Sobre el abandono sanitario, científico, médico y mediático del enfermo mental

Los trastornos mentales son un caso aparte en la medicina, cuando no deberían serlo. Las llamamos enfermedades asumiendo que son dolencias con sus mecanismos biológicos, tratamiento y prevención, pero no nos lo acabamos de creer. Hay todo un abismo de olvido y negligencia que separa la atención de las enfermedades somáticas y las mentales. Las instituciones sanitarias y de investigación no parecen ser conscientes de que las enfermedades mentales son la primera causa de discapacidad en el mundo. El presupuesto para estudiarlas, tratarlas y prevenirlas es ridículo respecto al de otras enfermedades, incluso en los países desarrollados. Ahora mismo hay, según la OMS, 300 millones de personas con depresión en el mundo, y la mayoría no recibe tratamiento alguno, ni siquiera en los países ricos. Cada año se suicidan 800.000 personas, el 75% de ellas en países de ingresos medios y bajos, y muchas como consecuencia de un trastorno mental o por abuso de sustancias.

Claramente no es lo mismo sufrir una enfermedad mental que cualquier otra, como bien saben los afectados y familiares de una persona con esquizofrenia, trastorno bipolar, autismo o depresión. No es lo mismo hablar del riego sanguíneo y el corazón que hacerlo de la mente y el cerebro. Sin embargo, si la ciencia rechaza la dicotomía cuerpo-mente, ¿por qué las enfermedades mentales no son abordadas como las demás dolencias? La complejidad del cerebro es una razón poderosa, pero no la única ni la más importante. La psiquiatría no acaba de ser reconocida por mucha gente como una especialidad médica más, entre otras cosas porque muchos ignoran que los trastornos mentales pueden tratarse y prevenirse. Y esto solo contribuye a la marginación, el olvido y el silencio.

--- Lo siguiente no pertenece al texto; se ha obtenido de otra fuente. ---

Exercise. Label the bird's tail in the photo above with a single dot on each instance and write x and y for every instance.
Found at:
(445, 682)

Pero quizá el silencio más grave y revelador sea el mediático. En los medios de comunicación, las enfermedades mentales están infrarrepresentadas, con excepción del alzhéimer. Un informe de del Science Media Centre británico de 2010 llamaba la atención de que la cobertura mediática de las enfermedades mentales no se corresponde con su importancia ni es comparable a la de otras dolencias de gran impacto social como el cáncer. Asimismo, el tono informativo adoptado tiende a ser negativo más a menudo, con una gran proporción de noticias que relacionan la enfermedad mental con incidentes violentos o delictivos. La información sobre los tratamientos farmacológicos tiende a ser, además, menos equilibrada que en otras áreas de la medicina, quizá porque la psiquiatría es la especialidad con más conflictos de intereses y mayor intervención de la industria farmacéutica. Ni siquiera las enfermedades raras tienen un tratamiento informativo tan desafortunado y desajustado respecto a su relevancia.

Estamos marginando la salud mental y todavía no hemos caído en la cuenta. Es como si no quisiéramos enterarnos de que una de cada cinco personas sufrirá a lo largo de su vida una enfermedad mental y que la mitad de los casos debutan antes de los 14 años. Según la OMS, el presupuesto de sanidad dedicado a la salud mental es el 5% en los países ricos y el 1% en los más pobres. En algunos, con solo un psiquiatra por cada millón de habitantes, los malos trataos y la violación de los derechos humanos de los enfermos no son infrecuentes. La precariedad favorece y agrava los trastornos mentales, que son, a su vez, un factor de riesgo del sida, la diabetes y otras enfermedades. La medicina y la sanidad tienen una gran deuda pendiente con los enfermos mentales, pero para solucionarlo hace falta el concurso de la ciencia, los medios y la sociedad entera. Urge sacar a la salud mental del silencio y la marginación, como ya se hizo en su día con el cáncer.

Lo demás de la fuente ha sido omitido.